L’AMF, réunie en Comité directeur hier, estime que le dispositif envisagé par l’Etat pour compenser le bloc communal des pertes de recettes découlant de la crise sanitaire est largement insuffisant.

Malgré l’annonce d’une clause de sauvegarde des recettes fiscales et patrimoniales du bloc communal, le troisième projet de loi de finances rectificative (PLFR 3), présenté ce jour en Conseil des ministres, réduit artificiellement le montant des pertes en 2020. En effet, les pertes de recettes fiscales et patrimoniales ne sont pas calculées par comparaison à l’année 2019, mais à la moyenne lissée des années 2017, 2018 et 2019. Les montants obtenus sont ensuite réduits du montant des évolutions d’autres recettes fiscales locales. Enfin, le PLRF 3 ne comptabilise pas les baisses de recettes tarifaires ni les dépenses engagées pour faire face à la crise.

Cette méthode de calcul ramène les baisses de recettes du bloc communal à 750 millions d’euros en 2020 alors que les pertes de recettes et les dépenses supplémentaires sont à ce jour estimées, pour le bloc local, à 8 milliards d’euros sur 3 ans, dont plus de 5 milliards dès 2020. Ces premières estimations seront vraisemblablement amenées à s'alourdir.

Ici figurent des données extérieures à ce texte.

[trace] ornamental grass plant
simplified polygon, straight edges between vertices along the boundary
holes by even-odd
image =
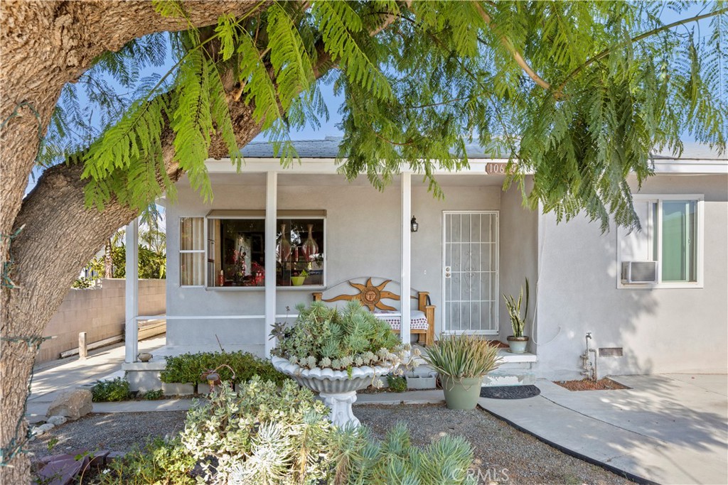
[[[278,339],[274,356],[306,369],[349,372],[354,366],[405,364],[409,345],[359,302],[349,302],[341,310],[322,302],[299,305],[296,310],[298,317],[292,326],[277,324],[271,333]]]
[[[440,335],[427,349],[424,361],[443,375],[456,380],[482,377],[500,364],[498,348],[475,335]]]

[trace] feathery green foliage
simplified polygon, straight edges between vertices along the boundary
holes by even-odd
[[[345,95],[341,172],[350,178],[365,174],[381,189],[409,169],[443,196],[435,170],[467,167],[466,143],[477,143],[511,161],[506,185],[531,208],[636,228],[631,191],[652,173],[651,153],[679,154],[686,132],[719,152],[728,138],[728,6],[706,4],[695,32],[692,5],[261,2],[100,56],[79,84],[102,108],[100,128],[77,89],[64,89],[39,162],[84,163],[87,202],[99,208],[112,197],[143,207],[164,190],[173,196],[168,171],[178,166],[209,199],[212,139],[240,161],[229,103],[254,106],[288,164],[297,159],[290,130],[328,116],[316,83],[324,76]],[[186,15],[182,2],[155,8]],[[665,25],[665,9],[682,20]],[[165,57],[165,39],[177,63],[141,79]],[[103,75],[132,94],[114,92]],[[162,152],[170,140],[174,163]]]

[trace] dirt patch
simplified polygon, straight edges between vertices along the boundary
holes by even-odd
[[[558,384],[562,388],[566,388],[569,390],[615,390],[617,389],[631,389],[626,385],[622,385],[619,382],[607,379],[600,379],[599,380],[590,380],[582,379],[581,380],[555,380],[554,384]]]

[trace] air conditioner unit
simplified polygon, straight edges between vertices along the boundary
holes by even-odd
[[[628,284],[657,283],[657,262],[622,261],[622,282]]]

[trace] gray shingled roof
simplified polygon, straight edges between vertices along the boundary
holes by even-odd
[[[323,140],[300,140],[293,142],[296,151],[302,159],[335,159],[339,155],[339,144],[341,137],[326,137]],[[470,159],[487,159],[483,148],[477,143],[465,145]],[[273,145],[268,142],[253,142],[242,150],[242,156],[251,159],[272,159]],[[655,153],[655,159],[675,159],[671,153],[662,152]],[[709,147],[695,143],[686,143],[681,159],[698,159],[710,160],[725,160],[726,154],[719,156],[717,152]]]
[[[326,137],[323,140],[294,140],[293,148],[302,159],[335,159],[339,155],[341,137]],[[487,158],[477,143],[466,145],[467,156],[471,159]],[[242,150],[242,156],[251,159],[272,159],[273,145],[268,142],[253,142]]]

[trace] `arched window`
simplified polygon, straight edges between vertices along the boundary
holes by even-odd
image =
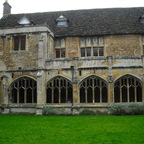
[[[72,103],[73,87],[69,80],[55,77],[47,84],[47,103]]]
[[[142,83],[131,75],[125,75],[114,83],[114,102],[142,102]]]
[[[80,84],[80,103],[107,103],[107,83],[97,77],[90,76]]]
[[[11,103],[37,103],[37,83],[35,80],[22,77],[10,86]]]

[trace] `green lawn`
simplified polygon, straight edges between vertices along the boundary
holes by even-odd
[[[144,144],[144,116],[0,115],[0,144]]]

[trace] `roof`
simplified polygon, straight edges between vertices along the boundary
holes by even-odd
[[[144,23],[140,21],[144,7],[11,14],[0,20],[0,29],[18,27],[23,15],[36,26],[48,25],[56,37],[144,33]],[[61,15],[68,20],[67,27],[56,25]]]

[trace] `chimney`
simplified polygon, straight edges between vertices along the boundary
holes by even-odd
[[[9,5],[8,1],[6,0],[3,4],[3,16],[7,16],[11,14],[11,6]]]

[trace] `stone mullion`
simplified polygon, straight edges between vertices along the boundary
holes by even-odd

Après un recul des investissements de 2014 à 2019 par rapport au mandat précédent suite à la baisse des dotations, ce mandat s’ouvre à nouveau avec un risque de forte récession de l’investissement public local.

En outre, le PLFR 3 abandonne le poids de la dette covid-19 au contribuable local : son remboursement sera concentré sur les territoires les plus touchés par la crise sanitaire, et son poids sera d’autant plus lourd que la collectivité a peu de marges de manœuvre.

L’AMF demande donc la nationalisation des pertes de recettes et des dépenses engagées pour faire face à la crise. La virulence de la crise restant variable selon les territoires, la charge qui en découle doit être supportée par la solidarité nationale pour éviter d’accroître les inégalités territoriales et permettre la participation des communes et de leurs EPCI au plan de relance. Le bloc communal porte en effet les deux tiers de l’investissement public local. Ces investissements non délocalisables sont indispensables à la reprise.

L’AMF estime en outre que l’augmentation de la DSIL d’un milliard d’euros fléchés sur des priorités fixées depuis Paris ne sauvera pas la relance si rien n’est fait pour préserver l’autofinancement. L’AMF demande que la DETR soit également abondée, la priorité devant être donnée au soutien au petit commerce de proximité actuellement en grande difficulté. Enfin, l’AMF demande l’avancement du versement du FCTVA à l’ensemble des collectivités du bloc communal. Au-delà, les communes et leurs intercommunalités doivent avoir accès aux financements européens.